Reaching 13.3 million children under 5, women of childbearing age and adolescent girls through our nutrition-relevant programmes; on track to meet DFID’s commitment of 50 million.
5.9 million women from 2012 to 2015, and 1 million women in 2015-16, to use modern methods of family planning. This gives a total of 6.9 million for the period 2012-16; on track to meet DFID’s commitment of 24 million between 2012 and 2020.
3.1 million children to gain a decent education; on track to meet DFID’s commitment of 11 million.
11.3 million people to access clean water and/or better sanitation; on track to meet DFID’s commitment of 60 million.
UK taxpayers can be equally proud of our record on humanitarian response: in 2015-16 we reached 5.1 million people, including 1.6 million women and girls.

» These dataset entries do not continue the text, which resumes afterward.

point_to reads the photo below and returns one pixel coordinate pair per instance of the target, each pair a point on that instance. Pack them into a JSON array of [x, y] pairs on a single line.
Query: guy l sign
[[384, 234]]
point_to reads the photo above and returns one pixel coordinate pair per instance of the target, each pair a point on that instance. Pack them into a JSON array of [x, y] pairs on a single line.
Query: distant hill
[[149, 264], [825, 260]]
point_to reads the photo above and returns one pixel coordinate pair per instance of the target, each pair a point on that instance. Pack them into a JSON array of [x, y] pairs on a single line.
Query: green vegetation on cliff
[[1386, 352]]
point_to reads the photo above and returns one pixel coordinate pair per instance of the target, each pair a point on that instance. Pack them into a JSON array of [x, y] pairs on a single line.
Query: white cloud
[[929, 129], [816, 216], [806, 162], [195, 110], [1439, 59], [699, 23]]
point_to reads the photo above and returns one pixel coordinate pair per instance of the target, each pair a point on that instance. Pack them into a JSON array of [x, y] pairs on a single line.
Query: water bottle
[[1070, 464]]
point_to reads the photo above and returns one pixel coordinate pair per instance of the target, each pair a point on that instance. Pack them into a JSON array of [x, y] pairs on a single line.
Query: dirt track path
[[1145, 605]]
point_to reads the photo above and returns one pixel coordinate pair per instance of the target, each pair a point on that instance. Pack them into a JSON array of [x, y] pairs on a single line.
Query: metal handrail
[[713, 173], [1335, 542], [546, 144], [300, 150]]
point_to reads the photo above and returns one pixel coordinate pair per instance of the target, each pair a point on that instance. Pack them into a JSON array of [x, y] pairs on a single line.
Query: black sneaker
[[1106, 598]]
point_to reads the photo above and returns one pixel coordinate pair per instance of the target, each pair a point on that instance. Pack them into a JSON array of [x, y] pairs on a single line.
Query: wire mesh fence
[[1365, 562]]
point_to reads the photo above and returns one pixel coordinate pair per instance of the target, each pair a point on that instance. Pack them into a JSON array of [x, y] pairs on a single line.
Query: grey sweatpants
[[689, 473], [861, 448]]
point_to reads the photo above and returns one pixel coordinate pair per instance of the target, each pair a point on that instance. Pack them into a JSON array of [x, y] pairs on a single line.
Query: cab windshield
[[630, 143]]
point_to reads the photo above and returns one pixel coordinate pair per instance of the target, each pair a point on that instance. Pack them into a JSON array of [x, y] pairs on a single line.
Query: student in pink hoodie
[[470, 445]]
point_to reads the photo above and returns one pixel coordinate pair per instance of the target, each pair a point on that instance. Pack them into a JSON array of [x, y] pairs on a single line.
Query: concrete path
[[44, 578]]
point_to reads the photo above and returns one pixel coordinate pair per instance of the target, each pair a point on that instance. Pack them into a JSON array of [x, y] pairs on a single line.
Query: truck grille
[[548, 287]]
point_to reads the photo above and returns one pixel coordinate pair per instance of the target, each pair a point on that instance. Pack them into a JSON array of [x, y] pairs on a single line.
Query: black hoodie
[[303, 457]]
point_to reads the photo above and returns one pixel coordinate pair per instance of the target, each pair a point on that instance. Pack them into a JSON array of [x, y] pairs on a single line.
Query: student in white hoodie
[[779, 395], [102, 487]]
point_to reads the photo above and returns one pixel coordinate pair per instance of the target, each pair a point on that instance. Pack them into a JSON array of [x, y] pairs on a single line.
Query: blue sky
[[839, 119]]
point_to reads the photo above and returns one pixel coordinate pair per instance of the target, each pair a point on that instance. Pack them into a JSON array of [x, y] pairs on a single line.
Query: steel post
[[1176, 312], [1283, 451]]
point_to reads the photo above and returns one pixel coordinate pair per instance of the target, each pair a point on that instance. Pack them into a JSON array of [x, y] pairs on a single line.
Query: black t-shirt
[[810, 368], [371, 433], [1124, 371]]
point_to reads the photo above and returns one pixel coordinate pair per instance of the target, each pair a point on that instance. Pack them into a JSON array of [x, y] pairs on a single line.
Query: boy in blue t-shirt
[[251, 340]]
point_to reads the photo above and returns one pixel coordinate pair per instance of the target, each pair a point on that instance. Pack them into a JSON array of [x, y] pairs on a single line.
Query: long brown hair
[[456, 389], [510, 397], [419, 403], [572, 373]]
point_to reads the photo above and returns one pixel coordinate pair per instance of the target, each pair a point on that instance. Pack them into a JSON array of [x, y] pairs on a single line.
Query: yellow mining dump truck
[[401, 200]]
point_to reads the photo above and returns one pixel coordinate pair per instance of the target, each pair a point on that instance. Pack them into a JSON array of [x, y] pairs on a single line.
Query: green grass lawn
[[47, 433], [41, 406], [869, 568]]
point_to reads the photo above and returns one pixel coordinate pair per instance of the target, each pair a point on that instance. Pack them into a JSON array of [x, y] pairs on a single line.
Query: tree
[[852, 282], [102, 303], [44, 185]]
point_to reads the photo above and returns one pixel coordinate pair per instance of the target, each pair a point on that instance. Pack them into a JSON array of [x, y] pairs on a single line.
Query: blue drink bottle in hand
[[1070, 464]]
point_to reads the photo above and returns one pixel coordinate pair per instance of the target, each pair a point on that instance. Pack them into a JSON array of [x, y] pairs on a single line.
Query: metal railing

Our support has been life-saving and life-changing, as shown by DFID’s leadership of the international response to Ebola in Sierra Leone. The British response to Ebola in 2015 was an example of Britain’s development impact and influence. Experts from DFID co-ordinated a joined-up effort across Government, bringing together the best of British expertise to defeat that disease.
UK aid is being focused on where the need is greatest—from fragile and conflict-riven states that need help the most urgently, to protecting lives, reducing poverty, and working with Governments who receive our aid to get them to step up and take responsibility for investing in their own people. When we invest in stability, jobs and livelihoods, and sound governance, we address the root causes of problems that affect us here in the UK. It is not in our national interest to simply sit on our hands and wait until these problems reach breaking point or find their way to our doorstep.
This is where our aid budget, along with our world-class defence and diplomacy, acts not only in the interests of the world’s poorest, but also in Britain’s long-term national interest.